E’ nota la posizione ormai consolidata della giurisprudenza sulla proprietà esclusiva dei balconi aggettanti, da riconoscere in capo ai titolari delle unità cui servono,  laddove gli stessi non abbiano caratteristiche decorative e architettoniche che consentano di qualificarli come elementi costituenti il prospetto architettonico dell’edificio. (Cass. 1156/2015)

Ove i balconi siano di proprietà esclusiva, la decisione in ordine al loro ripristino e alle relative spese è materia che esorbita dalla competenza della assemblea di condominio e da luogo a nullità della delibera. In tal senso si è espressa anche di recente la Suprema Corte  (  Corte di Cassazione, sez. II Civile, sentenza 1 dicembre 2015 – 12 gennaio 2016, n. 305), la quale ha rilevato che, in tal caso, il vizio radicale può essere fatto valere da chi vi abbia interesse anche in sede di opposizione a decreto ingiuntivo.

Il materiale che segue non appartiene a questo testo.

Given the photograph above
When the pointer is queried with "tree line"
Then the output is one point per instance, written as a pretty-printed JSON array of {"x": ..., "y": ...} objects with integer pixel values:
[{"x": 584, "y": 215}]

Non altrettanto può dirsi del vizio che dia luogo a semplice annullabilità della delibera (tardiva o omessa convocazione, maggioranza insufficiente), di cui il giudice della opposizione non può essere investito e che deve essere fatto tempestivamente valere dall’interessato in autonomo giudizio. (Cassazione civile, sez. II, 12/11/2012, ud. 12/07/2012, n. 19605

Sui rapporti fra giudizio di opposizione a decreto ingiuntivo e vizi delle delibere e sullo spinosissimo tema del c.d. supercondominio e della sua gestione secondo le modalità delineate dall’art. 67 disp.att. cod.civ. si è svolto ieri a Roma un interessante convegno cui hanno partecipato come relatori il dr. Claudio Tedeschi, Giudice presso il Tribunale di Roma, e il dr. Alberto Celeste, noto studioso del diritto condominiale e sostituto procuratore presso la Corte di Cassazione.